Before I could respond, Bloom was swept away by another faculty member needing
to talk about another matter. It was over in an instant, but the scene
cast a peculiar—and useful—shadow over the first years of my education at the
Committee on Social Thought. For Bloom, I was not exactly the enemy (I
could figure this much even in the otherwise deflating context), but I surely
was peripheral. If I had begun with any particular desire to
“please” the now famous author—or to join the small group of Committee students
who seemed to play the roles of acolytes—it was extinguished in those
moments. This was the best thing that ever could have happened to
me. I was free to begin the long process of figuring out exactly how and
where I did “fit” into the Western classics and the liberal arts.
Clearly, I would not be starting from the Bloomian center. I
finished my sherry and returned home to begin crafting my own plan…on my own.
III
I can say much more
about Bloom and his strange “influence/anti-influence” on my career. Check the
blog in June. That is not the point here. It was almost as though the
abrupt historical contingency of “oh, you” empowered me toward my own “teaching
of longing,” as it were. Partly because I was on my own, I was able
ultimately to benefit from Bloom’s idiosyncratic blend of annoyance and
brilliance (from which I would be alternately attracted and repelled in
subsequent years). I had to do it on my own—but not without him—and for
both I am grateful and fortunate.
*** ***
Flash forward
twenty-four years. At Beloit College, I have found a place where I have
continued what started on that autumn day when I began my studies at the
Committee on Social Thought. I can share my perspectives on books and ideas
with my colleagues, and expect the kind of engagement that will push me to new
perspectives on those texts and my own work. I have also found a place
where I have students who desire to learn in this same kind of inquisitive
way—understanding, even respecting, the recent history of academic disciplines,
but not being bound by them. I have found, in short, in my colleagues and
students, a place where the longing for meaning and introspection is not just talk.

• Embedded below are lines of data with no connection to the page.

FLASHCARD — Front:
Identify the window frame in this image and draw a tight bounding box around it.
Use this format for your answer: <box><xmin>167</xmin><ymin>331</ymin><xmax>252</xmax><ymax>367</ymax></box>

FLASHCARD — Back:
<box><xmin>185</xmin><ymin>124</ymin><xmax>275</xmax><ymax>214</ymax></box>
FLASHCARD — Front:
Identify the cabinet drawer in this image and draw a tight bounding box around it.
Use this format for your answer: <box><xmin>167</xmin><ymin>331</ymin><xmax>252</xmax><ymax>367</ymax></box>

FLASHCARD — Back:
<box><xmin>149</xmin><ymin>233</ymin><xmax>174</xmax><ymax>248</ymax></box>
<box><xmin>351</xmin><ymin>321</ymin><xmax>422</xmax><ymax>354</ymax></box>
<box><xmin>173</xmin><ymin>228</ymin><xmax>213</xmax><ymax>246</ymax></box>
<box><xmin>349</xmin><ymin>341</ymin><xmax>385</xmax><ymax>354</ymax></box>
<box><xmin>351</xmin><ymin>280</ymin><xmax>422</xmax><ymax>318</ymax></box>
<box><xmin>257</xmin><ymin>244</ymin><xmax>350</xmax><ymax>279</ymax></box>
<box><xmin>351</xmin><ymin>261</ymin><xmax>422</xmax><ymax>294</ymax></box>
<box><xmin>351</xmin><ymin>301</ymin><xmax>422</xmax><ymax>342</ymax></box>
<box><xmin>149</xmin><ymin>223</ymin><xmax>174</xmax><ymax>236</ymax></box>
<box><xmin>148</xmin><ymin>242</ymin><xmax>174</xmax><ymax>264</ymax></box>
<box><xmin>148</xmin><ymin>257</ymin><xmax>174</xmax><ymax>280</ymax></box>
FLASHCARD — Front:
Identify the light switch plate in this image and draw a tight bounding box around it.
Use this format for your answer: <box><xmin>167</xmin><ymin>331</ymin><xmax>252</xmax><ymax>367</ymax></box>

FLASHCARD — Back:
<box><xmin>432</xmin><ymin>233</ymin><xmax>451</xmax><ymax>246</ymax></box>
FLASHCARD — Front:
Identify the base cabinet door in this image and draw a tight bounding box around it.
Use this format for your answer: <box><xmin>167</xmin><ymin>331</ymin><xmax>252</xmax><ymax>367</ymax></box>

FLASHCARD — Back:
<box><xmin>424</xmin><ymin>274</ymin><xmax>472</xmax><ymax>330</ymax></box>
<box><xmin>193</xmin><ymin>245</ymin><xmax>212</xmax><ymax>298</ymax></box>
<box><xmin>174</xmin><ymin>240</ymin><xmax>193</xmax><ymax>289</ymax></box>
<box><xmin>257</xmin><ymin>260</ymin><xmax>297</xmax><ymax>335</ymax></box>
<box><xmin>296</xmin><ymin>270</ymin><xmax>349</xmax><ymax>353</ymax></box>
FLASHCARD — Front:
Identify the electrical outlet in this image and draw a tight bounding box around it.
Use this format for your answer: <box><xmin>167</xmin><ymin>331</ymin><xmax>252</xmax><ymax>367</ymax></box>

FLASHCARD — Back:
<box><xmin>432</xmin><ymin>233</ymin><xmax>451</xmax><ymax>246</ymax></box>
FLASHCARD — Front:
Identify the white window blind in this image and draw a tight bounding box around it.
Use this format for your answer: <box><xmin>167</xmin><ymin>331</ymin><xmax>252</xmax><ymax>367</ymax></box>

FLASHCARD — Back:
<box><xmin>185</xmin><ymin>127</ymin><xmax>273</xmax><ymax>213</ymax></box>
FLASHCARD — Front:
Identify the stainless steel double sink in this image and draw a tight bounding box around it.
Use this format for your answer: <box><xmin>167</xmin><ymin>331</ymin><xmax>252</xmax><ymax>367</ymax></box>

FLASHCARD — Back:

That Bloomian channeling of intellectual passion takes place here
day-after-day and year-after-year. When we’re at our best, we are a
college that changes lives.
This award is for
all of us, and I will never forget that. All of us.
Notes
[1] Allan Bloom, The Closing of the American Mind (New York: Simon and
Schuster, 1987), 19.
Bibliography
Bloom, Allan. The
Closing of the American Mind. New York: Simon and Schuster, 1987.